At 9:37 AM +0200 10/4/05, Walter Dörwald wrote:
>Am 04.10.2005 um 04:25 schrieb jepler at unpythonic.net:
>
>>As the OP suggests, decoding with a codec like mac-roman or iso8859-1 is
>>very slow compared to encoding or decoding with utf-8. Here I'm working
>>with 53k of data instead of 53 megs. (Note: this is a laptop, so it's
>>possible that thermal or battery management features affected these
>>numbers a bit, but by a factor of 3 at most)
>>
>> $ timeit.py -s "s='a'*53*1024; u=unicode(s)" "u.encode('utf-8')"
>> 1000 loops, best of 3: 591 usec per loop
>> $ timeit.py -s "s='a'*53*1024; u=unicode(s)" "s.decode('utf-8')"
>> 1000 loops, best of 3: 1.25 msec per loop
>> $ timeit.py -s "s='a'*53*1024; u=unicode(s)" "s.decode('mac-roman')"
>> 100 loops, best of 3: 13.5 msec per loop
>> $ timeit.py -s "s='a'*53*1024; u=unicode(s)" "s.decode('iso8859-1')"
>> 100 loops, best of 3: 13.6 msec per loop
>>
>> With utf-8 encoding as the baseline, we have
>>     decode('utf-8')      2.1x as long
>>     decode('mac-roman') 22.8x as long
>>     decode('iso8859-1') 23.0x as long
>>
>> Perhaps this is an area that is ripe for optimization.
>
>For charmap decoding we might be able to use an array (e.g. a tuple
>(or an array.array?) of codepoints instead of dictionary.
>
>Or we could implement this array as a C array (i.e. gencodec.py would
>generate C code).

Fine -- as long as it still allows changing code points.  I add the missing
"Apple logo" code point to mac-roman in order to permit round-tripping
(0xF0 <=> 0xF8FF, per Apple docs).  (New bug #1313051.)

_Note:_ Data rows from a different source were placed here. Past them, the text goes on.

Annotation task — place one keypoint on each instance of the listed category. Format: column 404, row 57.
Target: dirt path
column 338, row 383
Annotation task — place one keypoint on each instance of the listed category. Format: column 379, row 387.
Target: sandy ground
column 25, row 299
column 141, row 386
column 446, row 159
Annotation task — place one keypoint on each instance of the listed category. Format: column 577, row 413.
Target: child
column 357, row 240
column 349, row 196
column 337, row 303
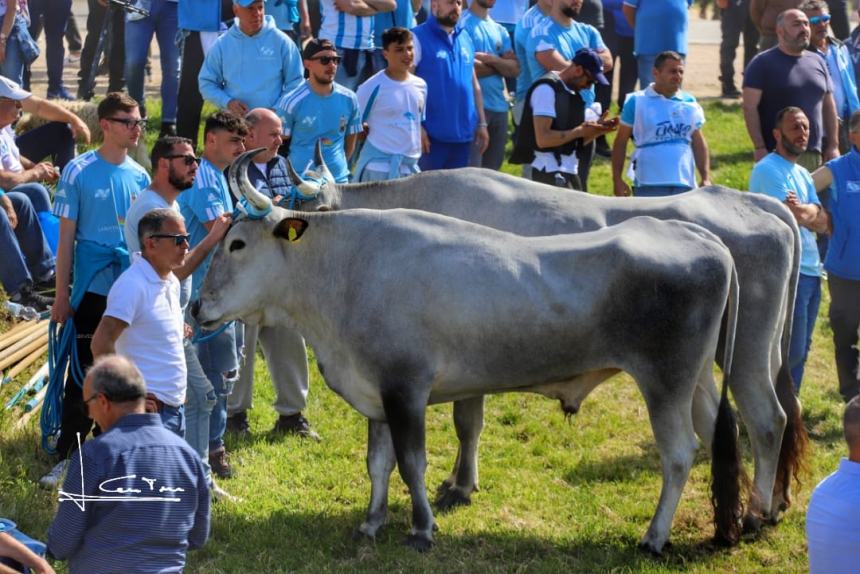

If an all-C implementation wouldn't permit changing codepoints, I suggest
instead just /caching/ the translation in C arrays stored with the codec
object.  The cache would be invalidated on any write to the codec's mapping
dictionary, and rebuilt the next time anything was translated.  This would
maintain the present semantics, work with current codecs, and still provide
the desired speed improvement.

But is there really no way to say this fast in pure Python?  The way a
one-to-one byte mapping can be done with "".translate()?